You must assume that even the internal network is a hostile environment. Rather than rely solely on controlling access to the data, look at securing the data itself via encryption. That way even if the wrong people gain access to where the data resides, they still can’t read the data. For example, Unisys Stealth, which was built for the U.S. Department of Defense to secure sensitive information, uses certified encryption, then bit-splits data into multiple slices or shares as it moves through the network or is written to local or remote storage.
Stealth also provides a means of controlling access to data by setting up communities of interest based on “need-to-know”. Stealth allows multiple communities of interest to share the same IT infrastructure without fear of another group accessing their data. That way only those roles that need to have access to data can do so.

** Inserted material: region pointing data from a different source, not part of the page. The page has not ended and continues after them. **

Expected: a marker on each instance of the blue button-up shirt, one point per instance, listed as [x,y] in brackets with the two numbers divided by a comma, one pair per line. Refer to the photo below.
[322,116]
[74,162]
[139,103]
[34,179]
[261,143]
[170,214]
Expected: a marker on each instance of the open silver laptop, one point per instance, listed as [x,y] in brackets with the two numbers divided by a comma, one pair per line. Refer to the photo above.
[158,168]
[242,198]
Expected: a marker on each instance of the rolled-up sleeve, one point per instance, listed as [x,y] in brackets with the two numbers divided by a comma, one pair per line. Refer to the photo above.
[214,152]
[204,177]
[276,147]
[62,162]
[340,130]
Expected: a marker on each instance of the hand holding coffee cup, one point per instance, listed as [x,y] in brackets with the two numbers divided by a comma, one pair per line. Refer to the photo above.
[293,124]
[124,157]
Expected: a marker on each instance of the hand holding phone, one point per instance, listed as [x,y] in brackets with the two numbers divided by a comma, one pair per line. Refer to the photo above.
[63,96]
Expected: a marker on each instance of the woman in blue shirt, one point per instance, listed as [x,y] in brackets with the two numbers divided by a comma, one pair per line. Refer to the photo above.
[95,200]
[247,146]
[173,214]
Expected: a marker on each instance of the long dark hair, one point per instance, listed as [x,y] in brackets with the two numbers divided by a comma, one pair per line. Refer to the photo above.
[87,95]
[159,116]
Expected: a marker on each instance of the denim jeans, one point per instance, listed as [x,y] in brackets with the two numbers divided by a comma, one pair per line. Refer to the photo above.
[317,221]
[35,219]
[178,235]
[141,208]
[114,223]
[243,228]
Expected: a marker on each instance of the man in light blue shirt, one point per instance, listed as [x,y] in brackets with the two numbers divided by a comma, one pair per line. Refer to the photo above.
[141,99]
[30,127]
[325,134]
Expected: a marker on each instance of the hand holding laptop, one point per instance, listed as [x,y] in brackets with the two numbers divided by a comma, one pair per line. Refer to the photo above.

In addition, attribute-based access control is an emerging technology that grants access based not only on the nature of the data and the individual requesting access, but also on the location from which access is being requested, the method used to authenticate your identity (for example using a password offers a lower level of identity authentication than using a biometric fingerprint and so may restrict access to sensitive information) and whether there is anything about the access request that is outside your normal pattern such as access to information you don’t normally access or at hours outside your normal work schedule.
These are all ways for access to be based on the data and the person trying to access it, rather than the ability to get into the network.
So open source intelligence is not a new concept, but with the explosion of online information and social media it has become a much bigger job than it used to be. Neural-network and related technologies are playing a key role in identifying patterns in both commercial and national security contexts that turn mountains of information into nuggets of valuable intelligence. The key is being able to securely share that intel with the right people.